Pharmacological blocking of ITGA2 orchestrates micro-environmental changes and limits PDAC initiation
Intrigued by the pivotal roles of integrins in intercellular network, we seek out to choose the most significant integrin, ITGA2, testing for the protein expression and druggable potential. In the tissue microarray containing 66 PDAC samples, we performed immunohistochemical analysis against ITGA2. ITGA2 was shown to be clearly expressed on the membrane of tumor cells (Figure 7A). In accordance with the bioinformatic analyses, the PDAC patients highly expressing ITGA2 implied inferior prognosis (Figure 7B). To explore whether and to what extend targeting ITGA2 influence PDAC development, we employed Pdx1-Cre+, KrasG12D (KC) mice for in vivo inhibitor management.
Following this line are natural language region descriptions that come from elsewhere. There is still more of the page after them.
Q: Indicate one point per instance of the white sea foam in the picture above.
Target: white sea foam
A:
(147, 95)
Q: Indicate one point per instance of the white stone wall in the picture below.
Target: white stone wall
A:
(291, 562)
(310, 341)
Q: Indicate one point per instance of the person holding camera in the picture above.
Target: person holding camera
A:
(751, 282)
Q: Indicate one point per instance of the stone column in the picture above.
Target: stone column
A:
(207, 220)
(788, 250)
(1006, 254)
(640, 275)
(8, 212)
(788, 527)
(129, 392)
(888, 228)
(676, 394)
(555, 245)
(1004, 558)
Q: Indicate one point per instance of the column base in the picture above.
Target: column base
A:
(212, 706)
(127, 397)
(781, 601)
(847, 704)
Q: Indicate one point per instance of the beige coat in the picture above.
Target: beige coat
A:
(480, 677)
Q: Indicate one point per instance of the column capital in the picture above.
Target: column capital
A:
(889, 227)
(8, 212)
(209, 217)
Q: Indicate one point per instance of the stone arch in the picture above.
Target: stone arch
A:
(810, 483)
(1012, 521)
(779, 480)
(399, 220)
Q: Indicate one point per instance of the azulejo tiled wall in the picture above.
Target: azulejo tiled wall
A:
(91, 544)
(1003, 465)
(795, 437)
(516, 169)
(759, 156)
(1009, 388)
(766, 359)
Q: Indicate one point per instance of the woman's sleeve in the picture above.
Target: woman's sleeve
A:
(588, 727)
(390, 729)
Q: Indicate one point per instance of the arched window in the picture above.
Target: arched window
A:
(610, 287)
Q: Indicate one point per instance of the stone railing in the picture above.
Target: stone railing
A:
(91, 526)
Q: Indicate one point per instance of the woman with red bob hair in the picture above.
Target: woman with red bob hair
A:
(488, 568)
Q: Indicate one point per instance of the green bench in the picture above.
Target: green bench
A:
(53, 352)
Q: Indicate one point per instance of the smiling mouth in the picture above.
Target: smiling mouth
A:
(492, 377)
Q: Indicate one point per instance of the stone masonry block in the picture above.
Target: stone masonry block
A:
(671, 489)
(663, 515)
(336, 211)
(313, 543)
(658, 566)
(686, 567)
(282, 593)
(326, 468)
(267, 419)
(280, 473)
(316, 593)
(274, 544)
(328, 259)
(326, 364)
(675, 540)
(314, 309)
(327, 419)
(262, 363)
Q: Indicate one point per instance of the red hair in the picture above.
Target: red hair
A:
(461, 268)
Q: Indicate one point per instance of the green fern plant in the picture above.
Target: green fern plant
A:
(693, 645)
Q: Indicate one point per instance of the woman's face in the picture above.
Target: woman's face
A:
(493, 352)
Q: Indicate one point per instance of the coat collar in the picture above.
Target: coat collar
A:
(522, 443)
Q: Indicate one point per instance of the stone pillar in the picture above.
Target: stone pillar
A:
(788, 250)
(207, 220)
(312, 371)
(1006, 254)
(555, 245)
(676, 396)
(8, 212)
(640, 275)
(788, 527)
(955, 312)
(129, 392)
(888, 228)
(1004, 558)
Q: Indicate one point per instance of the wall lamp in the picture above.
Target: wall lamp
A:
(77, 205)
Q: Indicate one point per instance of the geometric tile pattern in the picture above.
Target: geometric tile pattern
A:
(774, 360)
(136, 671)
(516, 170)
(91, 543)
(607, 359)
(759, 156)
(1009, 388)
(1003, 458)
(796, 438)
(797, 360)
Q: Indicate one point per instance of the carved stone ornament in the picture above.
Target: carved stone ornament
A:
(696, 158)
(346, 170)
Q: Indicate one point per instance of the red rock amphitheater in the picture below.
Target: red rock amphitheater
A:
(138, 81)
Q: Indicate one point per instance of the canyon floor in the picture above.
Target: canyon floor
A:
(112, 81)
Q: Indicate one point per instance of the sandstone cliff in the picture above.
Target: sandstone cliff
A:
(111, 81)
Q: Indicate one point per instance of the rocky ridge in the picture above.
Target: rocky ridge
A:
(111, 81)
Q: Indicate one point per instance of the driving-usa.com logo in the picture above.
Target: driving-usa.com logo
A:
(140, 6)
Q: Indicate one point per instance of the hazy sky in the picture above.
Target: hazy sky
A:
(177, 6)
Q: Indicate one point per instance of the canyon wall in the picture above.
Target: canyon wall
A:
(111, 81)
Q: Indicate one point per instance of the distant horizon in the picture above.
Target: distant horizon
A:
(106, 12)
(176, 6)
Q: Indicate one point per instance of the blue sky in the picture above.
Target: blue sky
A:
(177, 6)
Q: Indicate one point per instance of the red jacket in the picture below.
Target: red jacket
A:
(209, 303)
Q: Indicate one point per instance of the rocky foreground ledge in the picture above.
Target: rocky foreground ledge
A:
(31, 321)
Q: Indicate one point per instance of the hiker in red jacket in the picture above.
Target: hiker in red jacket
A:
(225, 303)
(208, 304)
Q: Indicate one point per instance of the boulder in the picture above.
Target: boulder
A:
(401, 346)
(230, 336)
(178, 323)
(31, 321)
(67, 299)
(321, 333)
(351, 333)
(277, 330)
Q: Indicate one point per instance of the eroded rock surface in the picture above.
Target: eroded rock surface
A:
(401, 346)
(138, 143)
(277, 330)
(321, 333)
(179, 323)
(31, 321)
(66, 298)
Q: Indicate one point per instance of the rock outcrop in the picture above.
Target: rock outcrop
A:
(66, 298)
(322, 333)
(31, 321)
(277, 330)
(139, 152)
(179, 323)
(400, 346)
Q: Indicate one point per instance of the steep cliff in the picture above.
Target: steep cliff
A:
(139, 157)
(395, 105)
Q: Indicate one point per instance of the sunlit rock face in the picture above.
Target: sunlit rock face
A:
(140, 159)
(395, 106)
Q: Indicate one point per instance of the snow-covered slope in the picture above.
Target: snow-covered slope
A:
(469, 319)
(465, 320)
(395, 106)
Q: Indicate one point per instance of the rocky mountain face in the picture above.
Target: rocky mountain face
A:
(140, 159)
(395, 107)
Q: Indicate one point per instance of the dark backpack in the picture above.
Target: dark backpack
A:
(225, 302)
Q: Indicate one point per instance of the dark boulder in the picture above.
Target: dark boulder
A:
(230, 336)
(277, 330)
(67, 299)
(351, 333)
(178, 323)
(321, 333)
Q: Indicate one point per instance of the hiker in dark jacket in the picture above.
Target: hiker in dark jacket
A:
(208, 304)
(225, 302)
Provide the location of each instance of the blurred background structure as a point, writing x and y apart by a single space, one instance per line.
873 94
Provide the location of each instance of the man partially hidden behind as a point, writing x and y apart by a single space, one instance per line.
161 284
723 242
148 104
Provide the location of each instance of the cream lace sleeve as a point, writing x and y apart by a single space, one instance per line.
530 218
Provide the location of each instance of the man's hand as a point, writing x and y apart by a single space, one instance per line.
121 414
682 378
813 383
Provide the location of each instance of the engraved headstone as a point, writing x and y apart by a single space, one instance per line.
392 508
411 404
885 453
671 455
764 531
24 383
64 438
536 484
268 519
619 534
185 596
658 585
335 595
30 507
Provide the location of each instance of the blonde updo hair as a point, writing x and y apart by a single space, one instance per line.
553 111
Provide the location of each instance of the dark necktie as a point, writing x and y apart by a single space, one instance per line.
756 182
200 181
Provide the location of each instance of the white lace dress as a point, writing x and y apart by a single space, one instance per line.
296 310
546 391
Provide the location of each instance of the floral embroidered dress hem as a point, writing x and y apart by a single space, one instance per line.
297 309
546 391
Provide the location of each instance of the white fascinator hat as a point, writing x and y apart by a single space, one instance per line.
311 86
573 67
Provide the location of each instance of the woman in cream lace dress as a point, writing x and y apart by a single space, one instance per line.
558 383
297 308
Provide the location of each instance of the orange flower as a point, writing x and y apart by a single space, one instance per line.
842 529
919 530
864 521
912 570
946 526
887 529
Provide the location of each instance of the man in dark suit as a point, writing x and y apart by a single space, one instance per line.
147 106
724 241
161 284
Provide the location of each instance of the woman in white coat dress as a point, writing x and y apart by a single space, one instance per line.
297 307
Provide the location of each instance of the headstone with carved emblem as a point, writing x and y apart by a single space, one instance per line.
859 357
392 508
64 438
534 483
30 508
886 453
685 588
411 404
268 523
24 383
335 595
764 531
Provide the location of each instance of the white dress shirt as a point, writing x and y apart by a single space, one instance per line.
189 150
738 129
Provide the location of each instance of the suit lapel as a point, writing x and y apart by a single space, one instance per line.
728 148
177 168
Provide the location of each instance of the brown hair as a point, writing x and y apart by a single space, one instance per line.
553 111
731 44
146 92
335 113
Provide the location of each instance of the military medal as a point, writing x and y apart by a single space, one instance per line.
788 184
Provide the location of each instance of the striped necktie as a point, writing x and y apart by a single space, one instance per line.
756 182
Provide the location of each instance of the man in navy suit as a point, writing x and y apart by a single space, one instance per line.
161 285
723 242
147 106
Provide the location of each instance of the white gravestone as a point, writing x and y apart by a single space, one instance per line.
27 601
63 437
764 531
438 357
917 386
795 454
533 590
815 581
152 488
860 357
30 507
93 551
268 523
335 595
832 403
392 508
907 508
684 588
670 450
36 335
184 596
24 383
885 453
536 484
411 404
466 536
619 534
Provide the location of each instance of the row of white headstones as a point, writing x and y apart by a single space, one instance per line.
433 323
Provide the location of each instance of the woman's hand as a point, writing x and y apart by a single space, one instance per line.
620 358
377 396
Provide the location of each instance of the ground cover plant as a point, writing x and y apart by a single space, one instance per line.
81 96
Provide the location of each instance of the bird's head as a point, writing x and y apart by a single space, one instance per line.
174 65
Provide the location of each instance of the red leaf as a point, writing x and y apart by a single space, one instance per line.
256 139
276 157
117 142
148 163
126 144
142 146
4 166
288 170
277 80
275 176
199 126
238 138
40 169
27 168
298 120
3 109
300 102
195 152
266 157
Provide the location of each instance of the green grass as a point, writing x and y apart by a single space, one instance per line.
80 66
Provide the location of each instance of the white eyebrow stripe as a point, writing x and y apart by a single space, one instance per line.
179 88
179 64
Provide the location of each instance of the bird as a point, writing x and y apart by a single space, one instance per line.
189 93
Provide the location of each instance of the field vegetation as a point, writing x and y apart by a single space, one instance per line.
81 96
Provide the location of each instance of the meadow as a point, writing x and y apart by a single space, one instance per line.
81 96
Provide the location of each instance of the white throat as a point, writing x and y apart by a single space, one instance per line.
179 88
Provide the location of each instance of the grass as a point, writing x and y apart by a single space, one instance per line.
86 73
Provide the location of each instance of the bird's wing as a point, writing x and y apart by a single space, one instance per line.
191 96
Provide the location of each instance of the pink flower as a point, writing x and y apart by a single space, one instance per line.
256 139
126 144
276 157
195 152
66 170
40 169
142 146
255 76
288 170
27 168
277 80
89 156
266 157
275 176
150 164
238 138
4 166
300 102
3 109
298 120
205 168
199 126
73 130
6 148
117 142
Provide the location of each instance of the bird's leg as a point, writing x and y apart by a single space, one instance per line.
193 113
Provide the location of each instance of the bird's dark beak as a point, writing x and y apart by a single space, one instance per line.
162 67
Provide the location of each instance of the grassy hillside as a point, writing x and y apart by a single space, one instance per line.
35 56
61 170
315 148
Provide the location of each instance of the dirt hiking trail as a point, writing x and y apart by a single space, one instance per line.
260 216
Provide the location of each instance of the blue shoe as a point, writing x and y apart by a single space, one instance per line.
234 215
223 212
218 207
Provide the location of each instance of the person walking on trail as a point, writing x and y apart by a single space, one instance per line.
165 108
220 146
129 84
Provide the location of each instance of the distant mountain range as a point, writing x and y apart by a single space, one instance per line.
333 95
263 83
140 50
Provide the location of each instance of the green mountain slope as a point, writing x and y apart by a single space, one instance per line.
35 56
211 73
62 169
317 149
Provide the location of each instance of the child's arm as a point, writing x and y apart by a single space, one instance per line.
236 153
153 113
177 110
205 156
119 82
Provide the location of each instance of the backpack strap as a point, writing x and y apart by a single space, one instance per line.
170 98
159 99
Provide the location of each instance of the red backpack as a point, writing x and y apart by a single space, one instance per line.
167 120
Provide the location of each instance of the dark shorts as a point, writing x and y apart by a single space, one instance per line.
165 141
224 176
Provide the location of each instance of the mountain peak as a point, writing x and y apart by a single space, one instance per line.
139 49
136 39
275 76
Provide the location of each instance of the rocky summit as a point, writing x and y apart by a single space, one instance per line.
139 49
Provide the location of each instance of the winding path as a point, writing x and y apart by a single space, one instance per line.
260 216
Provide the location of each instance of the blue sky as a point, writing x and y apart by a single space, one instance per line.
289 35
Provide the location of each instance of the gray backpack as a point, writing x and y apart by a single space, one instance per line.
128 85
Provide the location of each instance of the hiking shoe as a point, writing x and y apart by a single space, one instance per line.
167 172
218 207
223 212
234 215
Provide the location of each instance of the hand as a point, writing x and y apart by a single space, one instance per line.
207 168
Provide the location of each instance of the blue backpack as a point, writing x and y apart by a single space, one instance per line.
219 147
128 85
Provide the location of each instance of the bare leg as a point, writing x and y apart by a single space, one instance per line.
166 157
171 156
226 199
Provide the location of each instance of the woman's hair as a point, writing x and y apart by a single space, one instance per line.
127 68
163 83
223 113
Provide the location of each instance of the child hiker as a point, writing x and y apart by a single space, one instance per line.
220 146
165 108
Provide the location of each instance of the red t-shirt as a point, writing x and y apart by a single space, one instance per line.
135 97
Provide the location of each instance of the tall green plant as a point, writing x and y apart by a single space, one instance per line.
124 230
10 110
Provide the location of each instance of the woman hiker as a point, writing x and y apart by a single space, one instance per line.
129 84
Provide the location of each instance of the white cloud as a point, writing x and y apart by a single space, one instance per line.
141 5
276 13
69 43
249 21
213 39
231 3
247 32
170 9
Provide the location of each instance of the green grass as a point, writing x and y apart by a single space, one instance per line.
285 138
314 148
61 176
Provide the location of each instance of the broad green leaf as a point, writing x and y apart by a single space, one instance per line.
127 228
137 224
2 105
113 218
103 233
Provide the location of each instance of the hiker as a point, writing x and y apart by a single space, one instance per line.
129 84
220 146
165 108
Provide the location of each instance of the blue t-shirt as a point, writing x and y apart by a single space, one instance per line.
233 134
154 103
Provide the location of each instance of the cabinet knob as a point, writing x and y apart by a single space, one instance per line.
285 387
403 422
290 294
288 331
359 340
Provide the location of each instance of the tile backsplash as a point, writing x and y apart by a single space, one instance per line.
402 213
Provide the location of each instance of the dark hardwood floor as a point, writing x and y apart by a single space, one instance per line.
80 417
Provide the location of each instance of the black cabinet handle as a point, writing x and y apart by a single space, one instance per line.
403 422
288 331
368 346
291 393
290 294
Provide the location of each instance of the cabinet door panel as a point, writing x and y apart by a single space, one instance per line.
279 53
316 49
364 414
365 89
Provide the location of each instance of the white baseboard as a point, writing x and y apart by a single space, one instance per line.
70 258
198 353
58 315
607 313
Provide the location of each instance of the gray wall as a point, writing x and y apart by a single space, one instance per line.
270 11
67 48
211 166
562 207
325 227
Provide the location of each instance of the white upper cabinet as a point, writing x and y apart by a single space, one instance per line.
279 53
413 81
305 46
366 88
The mice were orally treated with ITGA2 inhibitor E7820[27], and then, the effected pancreas area was quantified. It appeared that E7820 essentially diminished pancreatic lesions without profoundly influence body weights (Figure 7C, Supplementary Figure 5A). The efficiency of E7820 treatment was also revealed by the detection of ductal biomarker CK19, mucin content (Alcian blue staining) and proliferation marker Ki67 (Figure 7D). In cultured PDAC cells, E7820 indeed suppressed the mRNA and protein expression of ITGA2 (Supplementary Figure 5B-C), which in accordance with the molecular mechanism of this inhibitor[28], but it does not significantly alter the proliferation rate of PDAC cells in vitro (Supplementary Figure 5D). Furthermore, in mice model, the lesioned area within pancreas from mice receiving E7820 contained less αSMA-positive fibroblasts, CD31-positive micro-vessels and Gr1-positive MDSCs (Figure 7E). Collectively, our in vivo pharmacology experiment claimed that targeting the key molecule in the cell communication network reshaped the tumor-benefiting micro-environment to decelerate PDAC growth.